Chapter Text
Chapter 1: The Boy at the Window
The young ward of Bruce Wayne sat on a windowsill in the darkened room, looking out. The room was one of the many left shrouded and unused throughout the manor; it had no specific importance to him. He didn’t know what time it was, but it was deep into the night. He didn’t know how long he had been sitting there, but no one would come looking for him again that night. He could sit, at least for a few hours. Nothing further would be expected of him until morning.
The expansive grounds isolated the manor from the rest of Gotham City. The lawns and gardens were a rolling black sea tossing trees like driftwood, crashing against the house where the ivy climbed like foam up a cliff as the waves broke. The city was a distant, sparkling harbour, casting a glow on the sky above it that shamed the stars into hiding.
Dick might as well have been on a desert island, and he knew it.
The wind pulled at the dark shapes of the trees, bending their tips and hauling on their branches, but Dick couldn’t feel a thing from inside. The glass of the window wasn’t even cold, protected by the vacuum layer of double glazing between the two panes. The inside kept separate from the outside.
Dick was weak with a sadness he’d had for so long it had grown onto him like a second skin. He didn’t pay as much attention to it as it warranted because he knew from experience that if he did, he wouldn’t be able to function. He’d break down. He’d scream and cry. He’d probably end up hurting himself, and he’d be kept home as a result. A chilled numbness sedated his mind, but his upper body was stone, and his face a grimace unnatural on someone his age. Another gargoyle to glorify the Wayne estate.

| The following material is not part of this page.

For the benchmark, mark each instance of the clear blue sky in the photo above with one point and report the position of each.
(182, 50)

Some small part of him had the urge to put his fist through the glass, to make some kind of mark on the place, some outward evidence of the damage he felt, but it would be pointless. He could see the city, but he knew the city couldn’t see him. He was too small. No one would notice one broken window. That was what his mind told him, but what was left of his hope insisted that maybe someone, some kind someone, would notice that one broken pane and think for a moment about Wayne Manor and the people that lived there.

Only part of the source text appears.